Procpath is a process tree analysis workbench
Project description
Procpath
Procpath is a process tree analysis command-line workbench. Its goal is to provide natural interface to the tree structure of processes running on a Linux system for inspection and later analysis.
Installation
pip install --user Procpath
For installing Procpath into a dedicated virtual environment pipx [12] can be used.
pipx install Procpath
Quickstart
Get comma-separated PIDs of the process subtree (including the parent process pid=2610).
procpath query -d , '$..children[?(@.stat.pid == 2610)]..pid'
Get JSON document of said process subtree.
procpath query -i 2 '$..children[?(@.stat.pid == 2610)]'
Get total RSS in MiB of said process subtree (this is an example that query produces JSON that can be further processed outside of procpath, and below is a much easier way to calculate aggregates).
procpath query '$..children[?(@.stat.pid == 2610)]' \
| jq '[.. | .stat? | objects | .rss] | add / 1024 * 4'
Get total RSS in MiB of said process subtree the easy way.
procpath record -d out.sqlite -r 1 '$..children[?(@.stat.pid == 2610)]'
sqlite3 out.sqlite 'SELECT SUM(stat_rss) / 1024.0 * 4 FROM record'
Record process trees of two Docker containers once a second, re-evaluating the containers’ root process PIDs once per 30 recordings. Then visualise RSS of each process (which is also just an example, that output SQLite database can be visualised in different ways, including exporting CSV, sqlite3 -csv ..., and doing it the old way, to using proper UI described in Visualisation section below).
procpath record \
-e C1='docker inspect -f "{{.State.Pid}}" project_db_1' \
-e C2='docker inspect -f "{{.State.Pid}}" project_app_1' \
-i 1 -v 30 -d out.sqlite '$..children[?(@.stat.pid in [$C1, $C2])]'
# press Ctrl + C
sqlite3 out.sqlite \
"SELECT stat_pid, group_concat(stat_rss / 1024.0 * 4) \
FROM record \
GROUP BY stat_pid" \
| sed -z 's/\n/\n\n\n/g' | sed 's/|/\n/' | sed 's/,/\n/g' > special_fmt
gnuplot -p -e \
"plot for [i=0:*] 'special_fmt' index i with lines title columnheader(1)"
Visualisation
This section describes two methods of visualisation of SQLite databases produced by procpath record.
Built-in
Procpath comes with built-in SVG visualisation for the most basic temporal process analysis tasks. Currently this includes RSS and CPU usage.
This example plots all processes’ RSS from the recorded database, using Ramer-Douglas-Peucker algorithm to remove redundant points from the SVG with ε=0.5, and with moving average window of 10.
procpath plot -d out.sqlite -f rss.svg -q rss -e 0.5 -w 10
If opened in a browser alone this SVG has some interactivity.
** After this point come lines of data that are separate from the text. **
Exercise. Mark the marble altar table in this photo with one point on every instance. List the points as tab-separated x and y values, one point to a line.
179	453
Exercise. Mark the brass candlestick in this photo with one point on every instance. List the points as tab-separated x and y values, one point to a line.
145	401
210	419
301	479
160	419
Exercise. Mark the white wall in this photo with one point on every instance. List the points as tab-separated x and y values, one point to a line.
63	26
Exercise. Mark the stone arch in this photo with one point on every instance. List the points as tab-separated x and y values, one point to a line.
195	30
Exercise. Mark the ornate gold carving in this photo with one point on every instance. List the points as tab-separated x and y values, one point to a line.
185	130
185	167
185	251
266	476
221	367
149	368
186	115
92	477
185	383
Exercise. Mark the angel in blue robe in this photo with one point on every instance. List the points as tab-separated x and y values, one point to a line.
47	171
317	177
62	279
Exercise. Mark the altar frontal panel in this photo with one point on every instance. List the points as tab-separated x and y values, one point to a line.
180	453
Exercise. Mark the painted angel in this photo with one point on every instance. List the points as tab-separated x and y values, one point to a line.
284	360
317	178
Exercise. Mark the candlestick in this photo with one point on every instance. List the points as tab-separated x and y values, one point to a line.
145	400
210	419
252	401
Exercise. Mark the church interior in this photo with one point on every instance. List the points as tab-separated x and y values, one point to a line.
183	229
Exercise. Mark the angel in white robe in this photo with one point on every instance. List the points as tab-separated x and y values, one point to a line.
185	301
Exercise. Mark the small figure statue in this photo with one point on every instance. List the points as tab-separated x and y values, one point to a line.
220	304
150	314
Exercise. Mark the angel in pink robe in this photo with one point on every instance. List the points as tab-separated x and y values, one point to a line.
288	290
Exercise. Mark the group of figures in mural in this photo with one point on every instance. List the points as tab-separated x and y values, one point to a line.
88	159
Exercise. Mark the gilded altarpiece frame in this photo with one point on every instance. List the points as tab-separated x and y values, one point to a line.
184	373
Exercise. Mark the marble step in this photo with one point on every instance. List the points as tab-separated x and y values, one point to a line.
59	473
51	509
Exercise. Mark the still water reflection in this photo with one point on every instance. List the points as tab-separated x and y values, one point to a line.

SVG is produced by Pygal [13].
It’s possible to filter by time ranges and PIDs. It’s also possible to use custom SQL queries besides built-in ones, and change the style of the visualisation. See the listing of procpath plot --help below.
Ad-hoc
A GUI-driven ad-hoc visualisation can be done in Plotly Falcon [11]. Instead of official raw Electron build, you can use this script to build AppImage [10].
Ad-hoc visualisation in Falcon is straightforward.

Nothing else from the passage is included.